Solomon Plays Angels of Death – Episode 5 (Clearly Speaking)

Solomon provides the secrets to life's success because he somehow knows that but still struggles to make himself dinner.

Criticizing Criticism

Super Mario World is one of the first games I remember playing. For five or six year-old Solomon, “playing” meant entering and exiting the Top Secret Area for infinite power-ups, 1-Ups, and Yoshis.  The monotony fueled my gaming madness. I knew nothing else about video games, and I loved Super Mario World.

Twenty years later and I found myself nitpicking apart Super Mario Odyssey, a game I appreciate far more than its SNES counterpart. Two decades of gaming had established a rewarding and beloved past time for me, but it aged me into a whiny, critical curmudgeon. Especially since starting my website, I can rarely play a new game without determining a review score or separating the positives and negatives into semi-concise bullet points. Like an established wine connoisseur, I may appreciate the finer aspects of a video game, but I’m also a pretentious ass who doesn’t understand that every game is good if it takes you away from reality and can be made into a drinking contest.

This same conundrum impacts how I have viewed and currently view my creative endeavors. Until about high school, I believed my writing conveyed the equivalent of God’s gospel. I wrote without fear. Nowadays, I obsessively compare my reviews to those on professional websites, questioning how I ever felt confident enough to publish burning garbage on the internet. I view my videos similarly, often berating my commentary while cursing my microphone’s sound quality.

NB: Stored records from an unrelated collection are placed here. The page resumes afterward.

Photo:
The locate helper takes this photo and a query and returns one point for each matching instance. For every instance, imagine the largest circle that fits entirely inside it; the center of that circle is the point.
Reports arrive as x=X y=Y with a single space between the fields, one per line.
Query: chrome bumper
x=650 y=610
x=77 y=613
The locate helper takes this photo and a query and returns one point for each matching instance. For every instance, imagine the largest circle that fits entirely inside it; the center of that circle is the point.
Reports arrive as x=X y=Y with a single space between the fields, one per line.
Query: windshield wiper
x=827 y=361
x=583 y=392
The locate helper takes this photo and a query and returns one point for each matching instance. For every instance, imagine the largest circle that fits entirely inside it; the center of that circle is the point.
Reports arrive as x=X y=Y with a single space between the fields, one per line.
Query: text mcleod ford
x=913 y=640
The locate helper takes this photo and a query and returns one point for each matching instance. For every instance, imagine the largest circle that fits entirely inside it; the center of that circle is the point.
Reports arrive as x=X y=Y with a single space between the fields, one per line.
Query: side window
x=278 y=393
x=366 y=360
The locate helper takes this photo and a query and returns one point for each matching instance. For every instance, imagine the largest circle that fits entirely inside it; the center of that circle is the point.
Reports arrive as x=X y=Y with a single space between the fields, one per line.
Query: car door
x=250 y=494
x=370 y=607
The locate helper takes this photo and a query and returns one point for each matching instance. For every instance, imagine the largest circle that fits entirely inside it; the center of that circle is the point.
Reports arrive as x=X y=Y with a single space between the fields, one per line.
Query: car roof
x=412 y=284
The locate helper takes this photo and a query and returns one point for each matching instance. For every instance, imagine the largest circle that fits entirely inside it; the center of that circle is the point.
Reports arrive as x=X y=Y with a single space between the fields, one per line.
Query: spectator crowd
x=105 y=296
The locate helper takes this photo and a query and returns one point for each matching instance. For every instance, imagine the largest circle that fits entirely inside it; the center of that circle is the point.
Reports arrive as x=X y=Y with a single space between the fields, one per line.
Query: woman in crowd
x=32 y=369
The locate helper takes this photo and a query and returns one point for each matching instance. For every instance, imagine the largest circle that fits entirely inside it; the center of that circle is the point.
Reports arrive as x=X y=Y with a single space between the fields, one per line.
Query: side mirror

Ignorance, innocence, and experience constitute the Holy Trinity of enjoying life. Ignorance allows you to ignore what you don’t know and focus only on what you do, which can massage or kick your ass based on the unknown information. Innocence encourages you to enjoy something as it is rather than what it could be, which fosters both content and complacency. Experience brings understanding, insight, and improvement but also self-doubt, regret, and some pessimism. Balancing them all seems to be the right option, especially after I described each one as a double-edged sword. Right now, I happen to be balancing the bad parts of ignorance and innocence with the bad parts of experience.

What a cynical man I am. Regardless of my critical nature, this new style of video (commentary over prerecorded footage) has worked better than talking off the cuff. If you have feedback, let me know! Meanwhile, I’ll fester in this echo chamber of my own doing.